A court hearing between Coinbase and the U.S. Securities and Exchange Commission (SEC) took place on Jan. 17 concerning earlier charges.
In June 2023, the SEC alleged that Coinbase illegally operated a unregistered national securities exchange, broker, and clearing agency and that its crypto staking service involved the unregistered sale and offering of securities.
Though Judge Katherine Polk Failla did not provide a ruling or judgment today, she expressed concerns in line with those of Coinbase.
According to Reuters, Judge Failla commented on 13 crypto tokens that Coinbase provides customers with access to but does not issue, and which the SEC considers securities. The judge questioned the SEC’s arguments, stating:
“I am concerned… that what you’re asking for is to broaden the definition of what constitutes a security.”

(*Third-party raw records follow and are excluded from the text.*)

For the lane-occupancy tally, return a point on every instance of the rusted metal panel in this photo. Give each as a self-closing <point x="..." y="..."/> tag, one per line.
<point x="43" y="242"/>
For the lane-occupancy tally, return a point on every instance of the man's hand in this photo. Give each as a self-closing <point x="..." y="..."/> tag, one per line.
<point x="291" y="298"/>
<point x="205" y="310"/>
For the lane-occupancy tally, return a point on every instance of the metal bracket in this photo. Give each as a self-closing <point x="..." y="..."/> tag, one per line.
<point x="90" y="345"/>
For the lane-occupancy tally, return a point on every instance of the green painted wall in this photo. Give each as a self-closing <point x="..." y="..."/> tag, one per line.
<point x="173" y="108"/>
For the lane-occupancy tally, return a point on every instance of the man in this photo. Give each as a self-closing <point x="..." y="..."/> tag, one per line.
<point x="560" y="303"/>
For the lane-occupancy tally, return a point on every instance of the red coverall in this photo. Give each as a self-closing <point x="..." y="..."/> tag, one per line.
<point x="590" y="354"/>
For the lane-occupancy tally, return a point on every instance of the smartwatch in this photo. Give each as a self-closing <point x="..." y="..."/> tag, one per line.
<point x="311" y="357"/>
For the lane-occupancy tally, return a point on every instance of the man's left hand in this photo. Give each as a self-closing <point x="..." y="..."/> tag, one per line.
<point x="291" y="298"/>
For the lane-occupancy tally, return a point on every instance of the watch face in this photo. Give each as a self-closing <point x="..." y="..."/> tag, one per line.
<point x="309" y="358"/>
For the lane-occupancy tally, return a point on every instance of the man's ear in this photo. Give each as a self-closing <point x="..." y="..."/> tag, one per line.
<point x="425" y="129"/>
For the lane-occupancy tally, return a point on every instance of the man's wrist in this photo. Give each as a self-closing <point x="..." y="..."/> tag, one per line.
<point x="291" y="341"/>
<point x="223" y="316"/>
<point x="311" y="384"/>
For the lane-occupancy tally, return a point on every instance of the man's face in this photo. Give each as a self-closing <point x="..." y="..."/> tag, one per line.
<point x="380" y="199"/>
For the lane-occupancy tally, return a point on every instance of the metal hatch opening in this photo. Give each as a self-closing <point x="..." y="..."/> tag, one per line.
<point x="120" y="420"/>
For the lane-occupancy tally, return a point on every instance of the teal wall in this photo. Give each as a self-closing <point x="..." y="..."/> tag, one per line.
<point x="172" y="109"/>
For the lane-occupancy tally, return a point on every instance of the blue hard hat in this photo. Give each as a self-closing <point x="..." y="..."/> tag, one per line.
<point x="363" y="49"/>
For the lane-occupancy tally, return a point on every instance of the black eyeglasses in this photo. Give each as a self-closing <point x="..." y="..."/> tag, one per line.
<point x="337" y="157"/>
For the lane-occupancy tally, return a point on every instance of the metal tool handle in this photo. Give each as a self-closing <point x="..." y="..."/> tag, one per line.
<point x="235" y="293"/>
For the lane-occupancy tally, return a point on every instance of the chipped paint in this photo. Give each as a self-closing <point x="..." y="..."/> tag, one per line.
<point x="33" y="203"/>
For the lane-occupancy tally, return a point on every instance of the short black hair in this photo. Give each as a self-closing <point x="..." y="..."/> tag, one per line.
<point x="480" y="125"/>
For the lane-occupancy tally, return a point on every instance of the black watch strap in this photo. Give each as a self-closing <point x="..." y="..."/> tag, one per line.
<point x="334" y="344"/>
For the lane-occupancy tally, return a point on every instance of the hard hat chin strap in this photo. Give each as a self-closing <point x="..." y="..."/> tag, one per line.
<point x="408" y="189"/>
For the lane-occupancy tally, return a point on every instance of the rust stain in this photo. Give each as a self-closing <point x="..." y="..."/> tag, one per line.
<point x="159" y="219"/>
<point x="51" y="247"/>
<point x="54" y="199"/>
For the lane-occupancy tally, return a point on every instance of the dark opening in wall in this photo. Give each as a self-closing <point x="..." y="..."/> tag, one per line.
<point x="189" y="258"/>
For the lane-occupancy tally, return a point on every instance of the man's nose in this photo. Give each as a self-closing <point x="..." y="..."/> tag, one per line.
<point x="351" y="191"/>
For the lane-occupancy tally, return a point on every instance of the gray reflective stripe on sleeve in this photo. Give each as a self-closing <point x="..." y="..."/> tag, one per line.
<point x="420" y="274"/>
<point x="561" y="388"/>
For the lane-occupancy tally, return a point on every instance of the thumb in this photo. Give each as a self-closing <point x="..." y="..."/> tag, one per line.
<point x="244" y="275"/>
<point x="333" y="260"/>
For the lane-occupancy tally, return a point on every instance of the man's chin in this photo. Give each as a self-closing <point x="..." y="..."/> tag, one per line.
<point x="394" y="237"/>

The SEC’s assistant chief litigation counsel, Patrick Costello, instead argued that the crypto tokens in question are part of a larger enterprise (ie. blockchain network) and are therefore akin to investment contracts. He added that the value of each token increases as the value of the network or ecosystem grows. By extension, each asset could be considered a security as the case develops.
According to The Block, Costello conceded that token issuers had “not exactly” violated securities laws. The companies behind Cardano (ADA), Solana (ADA), and Polygon (MATIC) have previously denied those assets’ securities status and are not named as defendants the SEC’s case against Coinbase.
Hearing also addressed dismissal
FOX Business reporter Eleanor Terrett also reported on the hearing. According to Terrett’s account, Judge Failla asked the SEC why she should not dismiss the case, a course of action requested by Coinbase itself.
The judge cited Senator Cynthia Lummis’ support for a dismissal, calling Lummis “not just a random Senator” but “deeply involved in the space.” The judge paraphrased an earlier statement in which Lummis implied the outdatedness of securities tests, stating: “We’ve had a good run. We’ve had 90 years where these securities laws have been able to apply to these markets.”
Terrett went on to describe closing arguments. The SEC argued that Coinbase is misapplying the Howey Test of 1934 and denied any “easy workaround.”
Coinbase responded that the SEC has not shown that token issuers have done anything that could be considered a contract with Coinbase customers, stating:
“The Commission’s complaint draws the court into completely unprecedented territory. The SEC should follow enforcement and rulemaking actions that make sense of statutory language and [don’t] twist it upside down. This is several bridges too far and for that reason we ask you to dismiss [the SEC’s case] completely.”
Despite her critical attitude toward the SEC, Judge Failla declined to rule today, according to Terrett. The judge told both sides to take the lack of a decision as a “compliment,” suggesting that each side has a viable argument.